While we essentially have the same values and passions and interests, we are also opposites in many ways. I think this makes our relationship so much more exciting. He is peace-loving, forgiving, and patient – I am admittedly maaway and vindictive and I don't believe that patience should even be considered a virtue. He is simple and practical and is just forever happy with his old shirts and shoes and whatever until I get him new ones – I am shallow and materialistic and have this pathological disability where I pass by shops and the clothes and stuff call my name out and I just can't resist and end up buying them all. He keeps quiet when he has nothing nice to say about something – I lose sleep until I can give someone a piece of my mind and derive perverse pleasure out of being brutal. There has never been any question of who the better person is between us. It's no wonder Nico proclaimed way back in college that if Ches and I ever break up, it will without a doubt be my fault. And when I was pregnant with Yoshi, Rhoel said he can take after me in everything 'basta kay Ches lang yung ugali'. (Groan. I have such good friends, I know.)

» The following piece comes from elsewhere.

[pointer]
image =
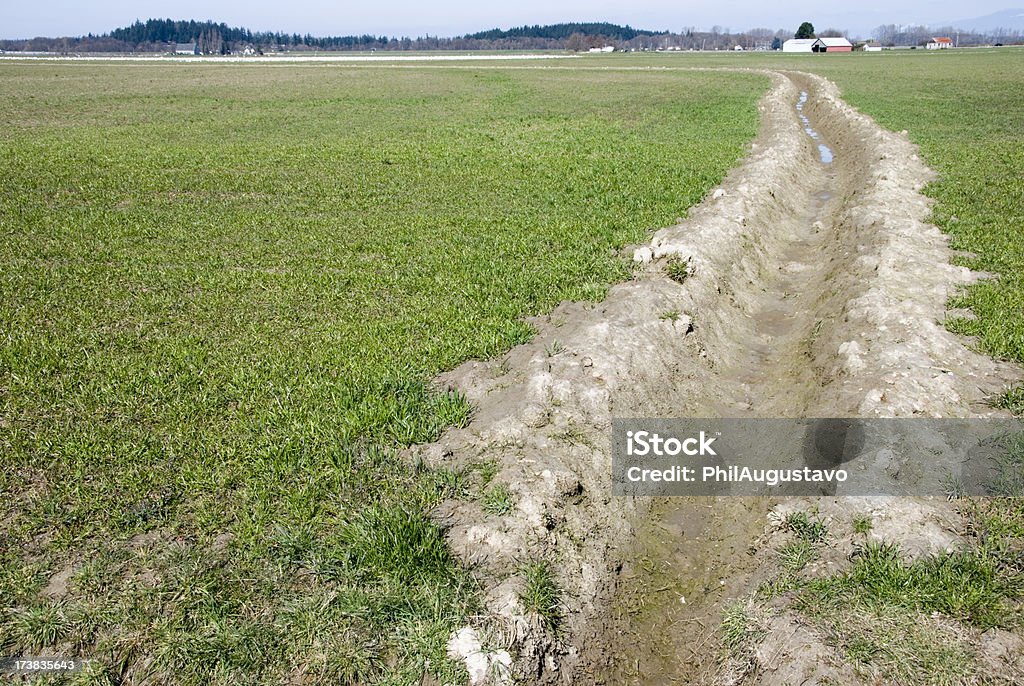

A friend asked us if we were still each other's crushes. Ches and I had the same answer: we were never each other's crushes bcoz we were friends to begin with. But the beauty of being married is, you find new things to love in each other all the time, things you would never have expected before you get married or have a family. For example, I fall in love with Ches all over again every time I see him being so hands-on and patient and over all so good with the boys. I'd like to believe he has also found some new things to fall in love with me for. Even if it's only the Captiva that I got him from out of my new job. Ha ha ha.

For me, our greatest luck lies in being able to remain best friends after all these years. Ches is still the one person I can't wait to talk to when something happy or sad or crazy happens in my life. It's like any idea I get is not even an idea until I share it with him. Ches is still the one person I look forward to seeing every morning and at the end of every day. Ches will always be that one person who I know will kill tigers for me and give me long, tight hugs no matter how old or ugly or heinously bitchy I get.

I liked this cartoon in the Inquirer sometime back. Megan the whale was helping a shrimp get out of a net it got caught in. Her hubby Sherman asked her why she was doing that when they eat these shrimps. And Megan answered something like, In the epic struggle between marine life and man, we side with our own kind. Sherman says, You've always been a sucker for epic struggles. And she retorts, Hence, I married you.

I tell Ches about it and joke that I can so relate. But the truth of the matter is, he's the epic minus all the struggles.